Parution le 19 Septembre 2024
1184 pages, ill., Prix de lancement 65.00 € jusqu'au 31 12 2024
«Blaise Cendrars qui fut, mais avant tous autres, dadaïste, surréaliste, etc., nous donna, même dans cette forme outrancière, des œuvres remarquables, qui lui valurent une réelle célébrité dans le petit monde des lettres. L'Or, la merveilleuse aventure du général Johann August Suter, est son premier roman.» Ainsi commence le «Vient de paraître» diffusé en mars par Grasset.
Achevé d'imprimer le 25 mars, Sous le soleil de Satan, premier roman de Georges Bernanos, paraît à la Librairie Plon ; c'est le septième volume de la collection « Le Roseau d'or », sur laquelle règne notamment Jacques Maritain.
Au programme de Gallimard pour le mois de juin, Voyage au Congo, par André Gide. Les premières lignes de ces «Carnets de route» sont consacrées au ciel bleu, à la mer calmée, à un vol d’hirondelles. «Je crois bien que nous sommes les seuls à voyager “pour le plaisir”», note Gide, qui est accompagné de Marc Allégret. Son livre, que cet incipit pourrait faire passer pour les mémoires d’un touriste, n’en va pas moins déclencher une polémique mémorable.

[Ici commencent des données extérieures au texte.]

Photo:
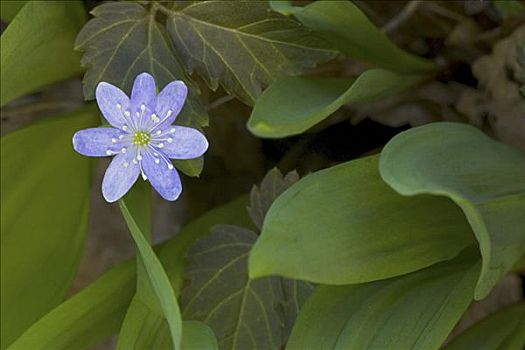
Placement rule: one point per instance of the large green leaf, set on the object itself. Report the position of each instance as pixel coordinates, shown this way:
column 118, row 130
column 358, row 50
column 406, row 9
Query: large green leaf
column 123, row 40
column 88, row 317
column 348, row 29
column 485, row 178
column 157, row 278
column 242, row 312
column 414, row 311
column 345, row 225
column 97, row 311
column 262, row 196
column 504, row 330
column 198, row 336
column 292, row 105
column 45, row 190
column 40, row 41
column 242, row 44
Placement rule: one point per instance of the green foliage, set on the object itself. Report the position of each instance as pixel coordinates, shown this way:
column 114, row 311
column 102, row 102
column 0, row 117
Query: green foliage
column 484, row 178
column 262, row 197
column 352, row 33
column 97, row 311
column 345, row 225
column 156, row 278
column 89, row 317
column 503, row 330
column 9, row 9
column 414, row 311
column 292, row 105
column 44, row 213
column 241, row 312
column 242, row 45
column 39, row 40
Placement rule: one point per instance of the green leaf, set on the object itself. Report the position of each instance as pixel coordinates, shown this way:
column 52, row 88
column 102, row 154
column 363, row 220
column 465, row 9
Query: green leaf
column 198, row 336
column 344, row 225
column 414, row 311
column 262, row 196
column 242, row 45
column 87, row 318
column 241, row 312
column 123, row 40
column 484, row 177
column 292, row 105
column 9, row 9
column 39, row 40
column 97, row 312
column 157, row 278
column 352, row 33
column 45, row 191
column 503, row 330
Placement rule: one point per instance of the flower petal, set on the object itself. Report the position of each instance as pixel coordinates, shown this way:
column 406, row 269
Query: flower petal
column 112, row 103
column 181, row 142
column 143, row 93
column 120, row 176
column 96, row 142
column 165, row 180
column 170, row 102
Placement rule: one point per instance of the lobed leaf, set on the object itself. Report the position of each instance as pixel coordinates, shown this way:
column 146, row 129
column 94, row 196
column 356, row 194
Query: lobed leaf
column 123, row 40
column 485, row 178
column 345, row 225
column 240, row 311
column 45, row 194
column 352, row 33
column 414, row 311
column 293, row 105
column 39, row 40
column 242, row 45
column 97, row 311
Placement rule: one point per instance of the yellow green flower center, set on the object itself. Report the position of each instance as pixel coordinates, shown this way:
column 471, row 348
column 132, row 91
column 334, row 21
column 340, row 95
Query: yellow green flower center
column 141, row 138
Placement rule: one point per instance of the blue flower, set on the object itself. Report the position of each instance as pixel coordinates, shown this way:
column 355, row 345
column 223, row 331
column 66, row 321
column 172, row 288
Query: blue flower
column 142, row 138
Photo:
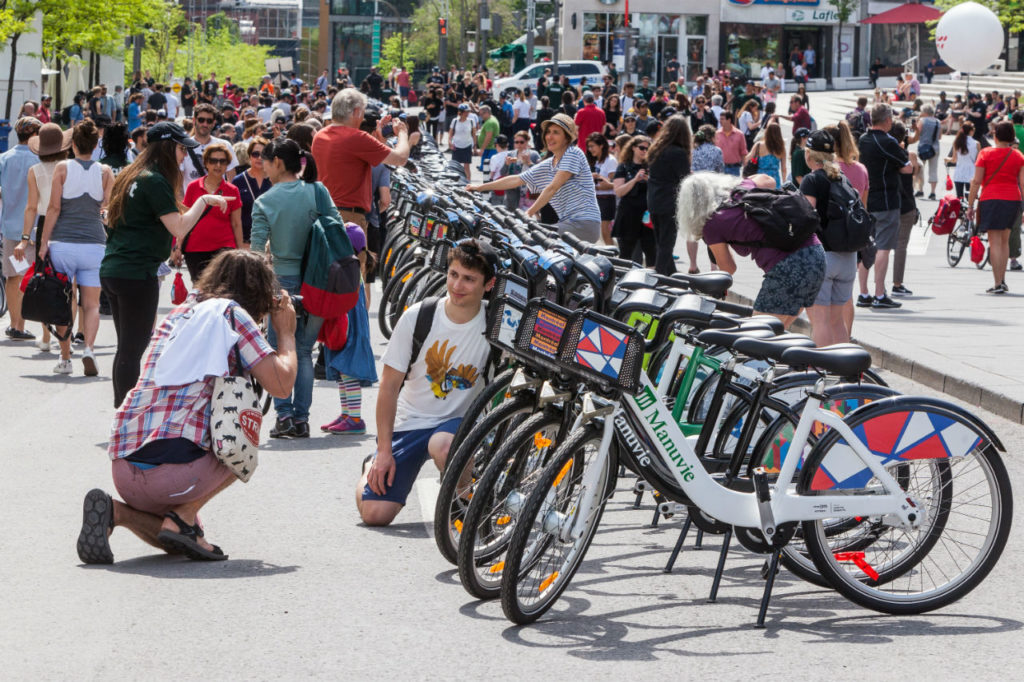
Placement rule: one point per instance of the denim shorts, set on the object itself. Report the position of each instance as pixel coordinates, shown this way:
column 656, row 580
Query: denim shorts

Le livre trouble et déconcerte. On a pu, en lisant trop vite, ou les yeux fermés, y voir un recueil d’anecdotes curieuses, illustré de photographies «presque toujours amusantes ». Bien des lecteurs, même avertis, hésitent au moment de lui assigner un genre ; on parle d’un essai, d’un journal, d’une «épopée bizarre»… D’autres veulent que ce soit une œuvre de fiction. Ainsi Paul Morand, qui publie dans Les Nouvelles littéraires du 10 novembre un article intitulé «Ces romanciers, où nous mènent-ils ?». Principalement consacré aux Conquérants de Malraux, son texte évoque aussi le surréalisme «qui donne enfin sa fleur et cette fleur, Nadja, est un roman».
Le volume est un in-quarto de 870 pages. Il paraît en février à La Maison des Amis des Livres, chez Adrienne Monnier, 7, rue de l’Odéon à Paris. Les mentions qui figurent sur la page de titre sont inhabituellement détaillées. Le texte est «traduit de l’anglais par M. Auguste Morel assisté par M. Stuart Gilbert», et cette traduction est «revue par M. Valery Larbaud et l’auteur». Ledit auteur se nomme James Joyce, le livre s’intitule Ulysse, et l’histoire de sa traduction en français a tout d’un roman-fleuve.
Cocteau est ennuyé. La Comédie-Française ne lui alloue qu’une vingtaine d’entrées pour la générale de sa nouvelle pièce, et bien entendu cela ne lui suffit pas. Mais il obtient que la dernière répétition soit ouverte à un public choisi. Ce sera une «générale intime», à en croire la mention qui figure sur les quelque deux mille cartons d’invitation. Le 15 février, quand le rideau se lève sur le décor de Christian Bérard – une chambre, un lit en désordre, une table, un téléphone –, le Tout-Paris est là. Berthe Bovy, seule en scène, est étendue devant le lit. Puis elle se dresse, prend un manteau, se dirige vers la porte. Le téléphone sonne. Ainsi commence La Voix humaine.